Even though 10% of the U.S. population believes they have a penicillin allergy, less than 1% of the population is truly allergic. For the 9 out of 10 patients that are no longer (or never were) allergic, the allergy “label” on their medical record can lead to a host of negative consequences. They are often prescribed alternative antibiotics that are more expensive than penicillin, putting them at greater risk for developing multi-drug resistant infections.
Additionally, patients with a penicillin allergy have more frequent and longer hospitalizations compared to non-allergic patients. Evaluating patients’ penicillin allergies for penicillin tolerance can alleviate burdens associated with a true allergy.
Allergists play a significant role in allergy evaluation at an estimated cost of $40 for some insured patients up to $700 for an uninsured patient paying out of pocket. But Renae Boerneke, PharmD, BCPS, CPP a clinical pharmacist practitioner, and Mildred Kwan, MD, PHD, an assistant professor of medicine in the Division of Rheumatology, Allergy, and Immunology, found a way to make allergy evaluation more accessible. They developed a process to conduct allergy assessments using an Epic dot phrase and risk stratification chart.
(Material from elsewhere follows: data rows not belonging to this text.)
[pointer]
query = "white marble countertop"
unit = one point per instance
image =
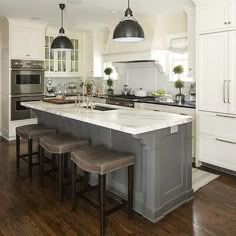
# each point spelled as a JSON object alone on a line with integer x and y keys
{"x": 127, "y": 120}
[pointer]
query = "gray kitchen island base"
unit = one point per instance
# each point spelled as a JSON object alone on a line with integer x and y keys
{"x": 163, "y": 169}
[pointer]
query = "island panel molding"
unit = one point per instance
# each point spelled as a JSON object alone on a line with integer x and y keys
{"x": 163, "y": 162}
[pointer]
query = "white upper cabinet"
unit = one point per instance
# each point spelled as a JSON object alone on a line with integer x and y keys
{"x": 216, "y": 15}
{"x": 26, "y": 40}
{"x": 94, "y": 47}
{"x": 213, "y": 17}
{"x": 232, "y": 73}
{"x": 213, "y": 72}
{"x": 35, "y": 43}
{"x": 63, "y": 63}
{"x": 19, "y": 43}
{"x": 232, "y": 14}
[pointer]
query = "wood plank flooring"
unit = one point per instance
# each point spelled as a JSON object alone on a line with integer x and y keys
{"x": 26, "y": 209}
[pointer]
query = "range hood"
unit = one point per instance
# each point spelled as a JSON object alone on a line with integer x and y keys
{"x": 145, "y": 51}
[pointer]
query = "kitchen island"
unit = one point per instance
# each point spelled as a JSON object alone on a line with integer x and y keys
{"x": 161, "y": 143}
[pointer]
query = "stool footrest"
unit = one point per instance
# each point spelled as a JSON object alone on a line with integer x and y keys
{"x": 123, "y": 203}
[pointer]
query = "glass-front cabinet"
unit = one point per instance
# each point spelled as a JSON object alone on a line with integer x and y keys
{"x": 61, "y": 63}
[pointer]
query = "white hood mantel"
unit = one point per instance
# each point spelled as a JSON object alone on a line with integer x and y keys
{"x": 157, "y": 56}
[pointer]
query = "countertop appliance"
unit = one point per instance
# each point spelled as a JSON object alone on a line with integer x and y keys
{"x": 27, "y": 84}
{"x": 126, "y": 100}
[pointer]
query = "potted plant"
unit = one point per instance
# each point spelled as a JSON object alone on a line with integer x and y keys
{"x": 108, "y": 72}
{"x": 179, "y": 84}
{"x": 89, "y": 86}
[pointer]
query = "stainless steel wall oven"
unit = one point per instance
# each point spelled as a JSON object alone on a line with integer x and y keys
{"x": 27, "y": 77}
{"x": 27, "y": 84}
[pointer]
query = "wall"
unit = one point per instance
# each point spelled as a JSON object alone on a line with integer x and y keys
{"x": 168, "y": 24}
{"x": 1, "y": 112}
{"x": 164, "y": 26}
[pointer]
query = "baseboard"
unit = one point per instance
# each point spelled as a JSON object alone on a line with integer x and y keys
{"x": 217, "y": 169}
{"x": 5, "y": 134}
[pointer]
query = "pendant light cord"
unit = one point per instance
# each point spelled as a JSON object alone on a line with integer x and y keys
{"x": 62, "y": 7}
{"x": 62, "y": 19}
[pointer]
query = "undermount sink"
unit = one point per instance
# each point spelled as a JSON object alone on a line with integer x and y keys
{"x": 101, "y": 108}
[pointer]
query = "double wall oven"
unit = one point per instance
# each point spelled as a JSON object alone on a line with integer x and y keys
{"x": 27, "y": 84}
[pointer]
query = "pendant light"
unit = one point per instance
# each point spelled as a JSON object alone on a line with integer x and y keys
{"x": 61, "y": 42}
{"x": 128, "y": 29}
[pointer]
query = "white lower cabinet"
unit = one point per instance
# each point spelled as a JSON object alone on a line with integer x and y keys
{"x": 217, "y": 151}
{"x": 175, "y": 110}
{"x": 217, "y": 139}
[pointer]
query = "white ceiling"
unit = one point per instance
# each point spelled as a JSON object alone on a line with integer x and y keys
{"x": 88, "y": 13}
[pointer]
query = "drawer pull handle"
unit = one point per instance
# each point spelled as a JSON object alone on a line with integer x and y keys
{"x": 224, "y": 92}
{"x": 224, "y": 141}
{"x": 229, "y": 91}
{"x": 233, "y": 117}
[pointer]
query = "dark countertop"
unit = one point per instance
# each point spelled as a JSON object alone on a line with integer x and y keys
{"x": 75, "y": 94}
{"x": 191, "y": 105}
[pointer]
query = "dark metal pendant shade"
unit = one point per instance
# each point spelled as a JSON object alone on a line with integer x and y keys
{"x": 128, "y": 29}
{"x": 61, "y": 42}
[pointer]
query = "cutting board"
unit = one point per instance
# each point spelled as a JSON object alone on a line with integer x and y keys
{"x": 58, "y": 101}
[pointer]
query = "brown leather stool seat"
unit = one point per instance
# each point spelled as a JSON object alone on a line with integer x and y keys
{"x": 102, "y": 160}
{"x": 29, "y": 132}
{"x": 60, "y": 145}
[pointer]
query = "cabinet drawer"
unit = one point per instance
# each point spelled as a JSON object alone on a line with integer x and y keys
{"x": 218, "y": 125}
{"x": 218, "y": 152}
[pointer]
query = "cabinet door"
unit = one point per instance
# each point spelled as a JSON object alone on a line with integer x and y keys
{"x": 213, "y": 17}
{"x": 213, "y": 72}
{"x": 35, "y": 44}
{"x": 232, "y": 14}
{"x": 218, "y": 152}
{"x": 18, "y": 43}
{"x": 232, "y": 73}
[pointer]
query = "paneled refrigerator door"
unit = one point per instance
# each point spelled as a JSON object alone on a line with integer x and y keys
{"x": 232, "y": 73}
{"x": 213, "y": 72}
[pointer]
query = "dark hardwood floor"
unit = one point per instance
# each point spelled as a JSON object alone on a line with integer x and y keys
{"x": 26, "y": 209}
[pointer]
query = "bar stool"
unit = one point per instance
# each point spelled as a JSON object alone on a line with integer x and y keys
{"x": 29, "y": 132}
{"x": 60, "y": 145}
{"x": 101, "y": 160}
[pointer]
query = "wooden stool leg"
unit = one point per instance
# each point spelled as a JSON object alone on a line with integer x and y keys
{"x": 17, "y": 151}
{"x": 30, "y": 147}
{"x": 86, "y": 178}
{"x": 41, "y": 166}
{"x": 53, "y": 162}
{"x": 61, "y": 175}
{"x": 102, "y": 204}
{"x": 74, "y": 194}
{"x": 130, "y": 190}
{"x": 65, "y": 157}
{"x": 99, "y": 184}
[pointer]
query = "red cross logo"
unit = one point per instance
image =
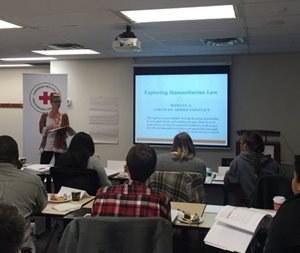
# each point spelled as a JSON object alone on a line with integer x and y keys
{"x": 45, "y": 97}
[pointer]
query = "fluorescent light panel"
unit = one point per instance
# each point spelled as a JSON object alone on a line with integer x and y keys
{"x": 179, "y": 14}
{"x": 29, "y": 59}
{"x": 66, "y": 52}
{"x": 15, "y": 65}
{"x": 7, "y": 25}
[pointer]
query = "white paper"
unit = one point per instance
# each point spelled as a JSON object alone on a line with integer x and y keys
{"x": 234, "y": 228}
{"x": 228, "y": 238}
{"x": 212, "y": 208}
{"x": 176, "y": 214}
{"x": 115, "y": 165}
{"x": 241, "y": 217}
{"x": 37, "y": 168}
{"x": 67, "y": 190}
{"x": 67, "y": 207}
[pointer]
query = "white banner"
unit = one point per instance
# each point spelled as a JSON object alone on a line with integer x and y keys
{"x": 36, "y": 100}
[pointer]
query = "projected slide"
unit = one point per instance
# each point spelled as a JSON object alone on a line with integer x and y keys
{"x": 168, "y": 104}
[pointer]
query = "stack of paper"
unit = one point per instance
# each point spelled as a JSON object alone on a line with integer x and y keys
{"x": 235, "y": 227}
{"x": 67, "y": 190}
{"x": 67, "y": 207}
{"x": 37, "y": 168}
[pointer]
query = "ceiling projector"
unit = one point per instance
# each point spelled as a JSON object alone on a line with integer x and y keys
{"x": 126, "y": 42}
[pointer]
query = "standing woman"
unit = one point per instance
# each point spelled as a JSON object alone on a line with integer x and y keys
{"x": 54, "y": 142}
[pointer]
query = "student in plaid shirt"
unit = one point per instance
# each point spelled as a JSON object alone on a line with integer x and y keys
{"x": 133, "y": 198}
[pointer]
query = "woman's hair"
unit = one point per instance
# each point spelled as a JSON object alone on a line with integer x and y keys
{"x": 141, "y": 161}
{"x": 12, "y": 228}
{"x": 255, "y": 144}
{"x": 54, "y": 95}
{"x": 254, "y": 141}
{"x": 297, "y": 167}
{"x": 183, "y": 147}
{"x": 80, "y": 149}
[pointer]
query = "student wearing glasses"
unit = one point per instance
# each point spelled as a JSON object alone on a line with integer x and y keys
{"x": 53, "y": 142}
{"x": 284, "y": 234}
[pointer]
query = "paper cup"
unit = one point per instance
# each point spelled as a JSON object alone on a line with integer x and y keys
{"x": 75, "y": 196}
{"x": 277, "y": 201}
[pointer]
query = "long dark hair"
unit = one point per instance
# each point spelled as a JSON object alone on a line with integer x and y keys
{"x": 183, "y": 147}
{"x": 80, "y": 149}
{"x": 256, "y": 145}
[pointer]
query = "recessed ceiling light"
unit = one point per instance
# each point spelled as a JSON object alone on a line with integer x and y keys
{"x": 7, "y": 25}
{"x": 66, "y": 52}
{"x": 14, "y": 65}
{"x": 223, "y": 42}
{"x": 29, "y": 59}
{"x": 179, "y": 14}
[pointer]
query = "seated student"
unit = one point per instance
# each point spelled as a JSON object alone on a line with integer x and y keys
{"x": 12, "y": 228}
{"x": 133, "y": 198}
{"x": 249, "y": 165}
{"x": 80, "y": 156}
{"x": 284, "y": 234}
{"x": 182, "y": 157}
{"x": 26, "y": 191}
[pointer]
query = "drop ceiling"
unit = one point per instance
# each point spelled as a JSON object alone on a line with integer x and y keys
{"x": 268, "y": 26}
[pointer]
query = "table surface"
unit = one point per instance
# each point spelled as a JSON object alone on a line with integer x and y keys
{"x": 50, "y": 211}
{"x": 208, "y": 217}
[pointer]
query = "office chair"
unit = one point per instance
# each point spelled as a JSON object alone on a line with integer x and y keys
{"x": 117, "y": 234}
{"x": 83, "y": 179}
{"x": 268, "y": 187}
{"x": 178, "y": 186}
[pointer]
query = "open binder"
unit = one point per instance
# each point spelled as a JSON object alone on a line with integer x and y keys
{"x": 235, "y": 227}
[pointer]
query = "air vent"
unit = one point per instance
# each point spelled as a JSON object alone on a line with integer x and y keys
{"x": 224, "y": 42}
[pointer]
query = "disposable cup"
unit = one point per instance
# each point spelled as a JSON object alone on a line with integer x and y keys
{"x": 75, "y": 196}
{"x": 277, "y": 201}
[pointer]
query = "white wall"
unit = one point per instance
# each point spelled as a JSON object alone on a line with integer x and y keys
{"x": 264, "y": 95}
{"x": 108, "y": 78}
{"x": 11, "y": 86}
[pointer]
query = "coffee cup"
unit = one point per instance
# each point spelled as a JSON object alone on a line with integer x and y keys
{"x": 75, "y": 196}
{"x": 277, "y": 201}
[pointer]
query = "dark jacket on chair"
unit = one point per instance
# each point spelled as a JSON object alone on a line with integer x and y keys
{"x": 117, "y": 234}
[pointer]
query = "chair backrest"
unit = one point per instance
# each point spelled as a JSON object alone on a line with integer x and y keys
{"x": 268, "y": 187}
{"x": 83, "y": 179}
{"x": 117, "y": 234}
{"x": 178, "y": 186}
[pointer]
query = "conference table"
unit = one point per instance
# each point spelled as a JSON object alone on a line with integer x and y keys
{"x": 50, "y": 209}
{"x": 206, "y": 212}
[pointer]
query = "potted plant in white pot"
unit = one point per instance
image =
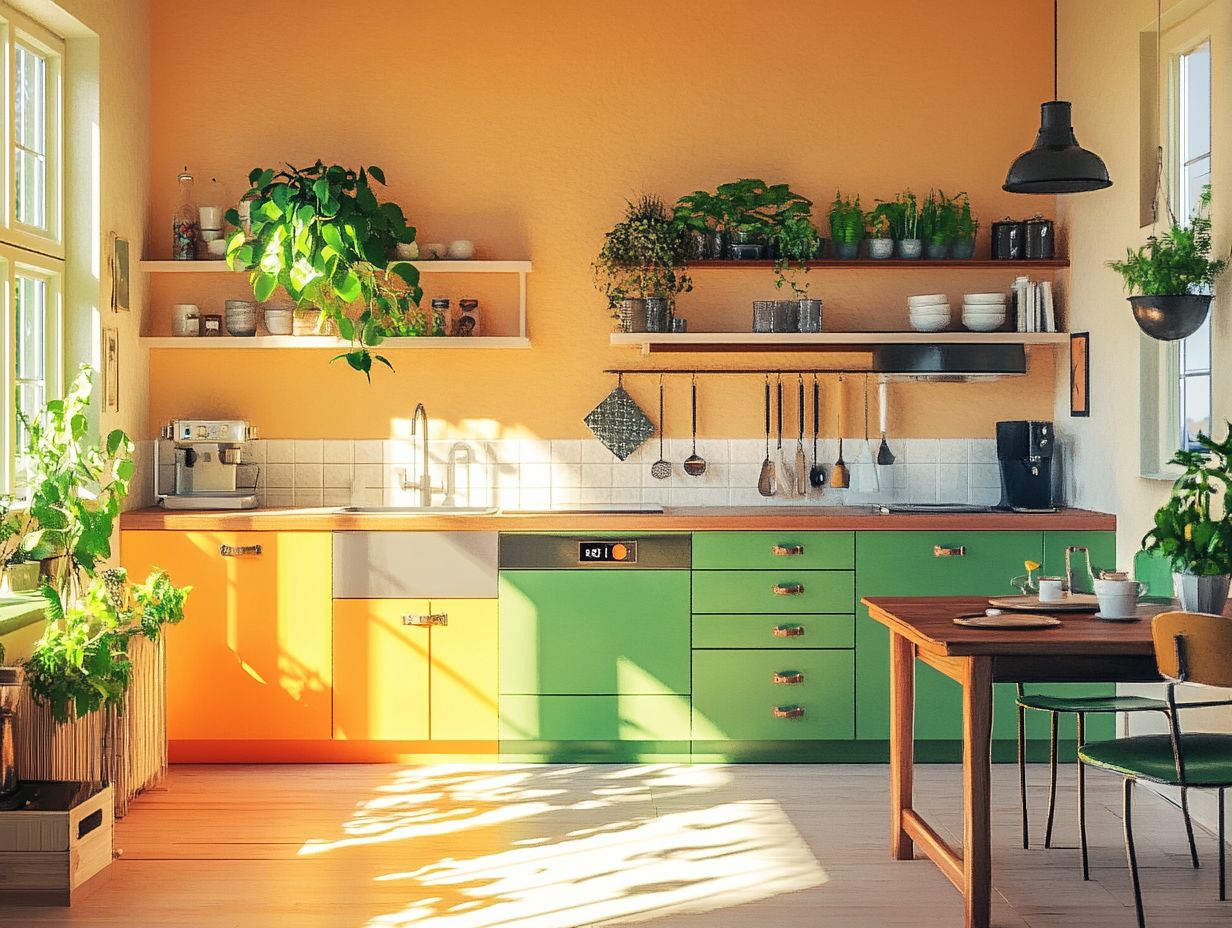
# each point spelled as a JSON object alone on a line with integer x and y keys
{"x": 642, "y": 266}
{"x": 1171, "y": 277}
{"x": 1193, "y": 530}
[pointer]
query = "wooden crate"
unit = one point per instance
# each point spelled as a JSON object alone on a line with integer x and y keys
{"x": 49, "y": 857}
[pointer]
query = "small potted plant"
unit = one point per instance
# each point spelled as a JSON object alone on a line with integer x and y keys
{"x": 904, "y": 224}
{"x": 966, "y": 226}
{"x": 847, "y": 227}
{"x": 642, "y": 266}
{"x": 881, "y": 243}
{"x": 1193, "y": 530}
{"x": 1171, "y": 277}
{"x": 938, "y": 224}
Instead of requiring the expertise of any allergist in all cases, the evaluation can be carried out by a pharmacist or provider with the step-by-step tools. Based on screening questions, the patient may require an additional visit with an allergist. However, Boerneke found that pharmacists or non-allergist providers were able to de-label one in four patients screened, with no additional allergist visit needed. The change saved time and money for these patients, compared to evaluation using an allergist alone.